The green plantain porridge recipe described here is as originally cooked in most traditional African settings. Most of the ingredients can be purchased online. Where not available, you can use alternatives easily found on major grocery shops. Such alternatives will be mentioned wre applicable.

Ingredients

  • 6 big green Plantains
  • 500 gram of Ugu leaf (fresh or dried) -spinach can be used as an alternative.

  • 5 table spoons full of Crayfish
  • Smoked , iced or dry fish
  • A measure of cow liver or kidney - easily gotten from the local butchery. Chicken breast fillets or chunks can be used instead.
  • 2 knorr Cubes
  • 1 medium size diced onions
  • 5 table spoons of grounded Fresh pepper
  • 1 table spoonful of salt
  • 0.5 litre of palm oil.
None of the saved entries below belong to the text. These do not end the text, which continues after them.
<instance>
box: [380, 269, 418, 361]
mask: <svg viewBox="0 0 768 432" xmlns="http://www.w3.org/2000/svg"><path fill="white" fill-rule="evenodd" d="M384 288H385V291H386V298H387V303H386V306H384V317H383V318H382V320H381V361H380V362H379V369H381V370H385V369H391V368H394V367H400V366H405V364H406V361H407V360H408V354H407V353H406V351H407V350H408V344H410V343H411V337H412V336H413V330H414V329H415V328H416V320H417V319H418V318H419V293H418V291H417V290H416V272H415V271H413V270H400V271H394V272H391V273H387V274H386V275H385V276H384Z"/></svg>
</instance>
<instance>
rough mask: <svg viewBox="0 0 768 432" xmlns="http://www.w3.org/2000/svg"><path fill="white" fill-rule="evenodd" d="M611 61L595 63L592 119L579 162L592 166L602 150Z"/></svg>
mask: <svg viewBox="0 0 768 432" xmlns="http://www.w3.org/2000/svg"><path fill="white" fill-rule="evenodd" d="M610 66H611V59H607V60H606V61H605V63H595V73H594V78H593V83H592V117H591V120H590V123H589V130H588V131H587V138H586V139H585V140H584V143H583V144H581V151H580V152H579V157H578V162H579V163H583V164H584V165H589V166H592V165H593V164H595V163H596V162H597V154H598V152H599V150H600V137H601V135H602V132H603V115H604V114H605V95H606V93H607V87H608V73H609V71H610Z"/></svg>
Olive or vegetable oil can be used too.

Servings

: 3

Preparation Time

: 10 to 15 minutes

Cooking Time

: 20 to 40 minutes

What to Do

  • Wash your un peeled green plantain in warm water first before you start.

  • Holding the plantain down with one hand, cut off both ends.
  • Remove the peel by making a vertical slit on the side of the fruit, about a quarter of a centimeter deep, just below the covering with a kitchen knife.
  • Dip in water and allow to soak for about 5 minutes, this method is known to make the peel come off more easily.
  • While plantain is soaked in water, pluck, wash and slice the vegetable leaves (Ugu) if you are using one fresh from the farm. Dried Ugu leaves are sold in small packets outside Africa, and can be used in stead. Where you do not have dried ugu leaf, spinach is a veritable substitute.
  • Then peel the plantain skin with you fingers or with the aid of a knife.
  • Scrape a little part off each plantain into the pot to act as thickener. Instead, you may decide to chop about half a plantain and blend it into a paste as the thickener. Then slice the plantain into medium sized cubes and place into the cooking pot or sauce pan.
  • Fill the pot with water till it covers the plantain slightly and bring to boil for about 10 to 20 minutes.
  • Add dry fish if available at this point.
  • Chop kidney or liver into tiny pieces and put into the pot. Alternatively, you could pre - boil chopped chicken breast meat, spiced with dried thyme leaves, onions and a few pinch of cooking salt, and add this to the plantain porridge instead of chopped kidney or liver.
  • Add maggi cube, salt and pepper to taste, as well as crayfish, onions diced, and allow to boil on medium heat for about 10 – 15 minutes.
  • Stir occasionally.
  • Add palm oil, stir and cover for 5 minutes.
  • Add Ugu leaves, stir, and allow to simmer for another 5 minutes.
  • The porridge should now be soft with a thick creamy paste to the base.

Your green plantain porridge is ready to serve.

Some individuals will cook the plantain, after chopping it for 20 to 30 minutes, add salt and grounded crayfish, and then serve with boiled vegetable (spinach) and boiled fish. Always boil the plantain until it is really tender...as you like it.

You can prepare your green plantain porridge your own way, only limited by your imagination. What ever you do, make sure you enjoy your plantain meal, and include it as a regular part of your healthy diet.